A legislação brasileira prevê diferentes instrumentos para formalizar a captação de recursos por meio das transferências voluntárias, cada um adequado ao tipo de parceria e ao perfil do beneficiário:
Convênios
O convênio é utilizado quando não há legislação específica para regular a transferência e quando a relação entre as partes se estabelece com base na mútua colaboração.
Nessa modalidade, os recursos são repassados diretamente pela União a estados, municípios ou entidades privadas sem fins lucrativos para executar projetos de interesse comum. É um instrumento versátil, amplamente utilizado na prática da gestão pública.

Contratos de repasse
O contrato de repasse é uma modalidade em que a União delega a uma instituição financeira pública federal – como a Caixa Econômica ou o Banco do Brasil – a função de mandatária.
Essa instituição passa a operar a liberação e a fiscalização dos recursos, conferindo maior segurança à execução de obras públicas e aquisições mais complexas. Esse modelo é comum em repasses que envolvem infraestrutura urbana ou obras de maior porte.
Termos de fomento e colaboração
Quando o parceiro da União é uma organização da sociedade civil (OSC), a transferência pode ser formalizada por meio de termo de fomento ou de colaboração. O termo de fomento é utilizado quando a iniciativa parte da entidade, ou seja, a proposta nasce de uma demanda da própria OSC.
Já o termo de colaboração é empregado quando a iniciativa é da administração pública, que busca uma OSC parceira para executar uma política pública. Ambos estão regulados pelo Marco Regulatório das Organizações da Sociedade Civil (Lei nº 13.019/2014) e exigem transparência, critérios objetivos de seleção e acompanhamento rigoroso dos resultados.
Como os municípios podem captar e gerir transferências voluntárias de forma eficiente?
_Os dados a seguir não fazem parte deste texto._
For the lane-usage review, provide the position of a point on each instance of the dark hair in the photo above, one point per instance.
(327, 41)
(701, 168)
A captação de recursos federais exige preparo técnico, organização institucional e planejamento estratégico.
Como já ventilado, tudo começa pela análise das demandas locais, considerando as carências mais significativas da comunidade. Esse diagnóstico deve ser seguido por um bom mapeamento dos programas federais disponíveis e suas exigências.
A proposta e o plano de trabalho devem ser bem subsidiados, com definição precisa do objeto, metas bem estabelecidas e cronograma realista. O município precisa demonstrar capacidade técnica e operacional para executar o projeto proposto e prestar contas adequadamente.
O uso da Plataforma Transferegov possibilita o acompanhamento de todas as etapas do processo e facilita o controle interno da contabilidade municipal.
A gestão de recursos públicos depende, ainda, de uma equipe qualificada para lidar com os aspectos legais, contábeis e operacionais dos ajustes.
É preciso atenção a detalhes como a correta classificação da despesa no plano de aplicação, a movimentação adequada dos recursos em conta específica e a observância rigorosa dos prazos de execução e prestação de contas.
Exemplos de transferências voluntárias
Na prática, as transferências voluntárias se materializam em centenas de ações em todo o país. Um município pode captar recursos para construir uma escola ou uma unidade básica de saúde por meio de um convênio com as pastas da saúde ou da educação.
Existe também a possibilidade de celebrar contrato de repasse com a Caixa Econômica para pavimentar vias ou construir pontes. Entidades sociais conseguem, por meio de termos de fomento, apoio financeiro para desenvolver programas de capacitação de jovens ou atendimento a populações vulneráveis.
Essas parcerias têm efeito multiplicador, pois além de viabilizarem obras e serviços, estimulam a profissionalização da gestão local e a articulação entre diferentes níveis de governo.
Esses recursos representam uma importante fonte de financiamento para projetos que dificilmente seriam viabilizados apenas com receitas próprias dos entes federativos.
Conclusão
As transferências voluntárias representam uma oportunidade concreta de ampliar o alcance das políticas públicas, especialmente em municípios com menor capacidade arrecadatória.
Para isso, é preciso mais do que cumprir requisitos legais. É necessário que os gestores públicos planejem com cuidado, monitorem com rigor e priorizem a transparência e o interesse coletivo em cada etapa.
Quando bem utilizadas, as transferências voluntárias podem ser o ponto de partida para transformações duradouras nas realidades locais.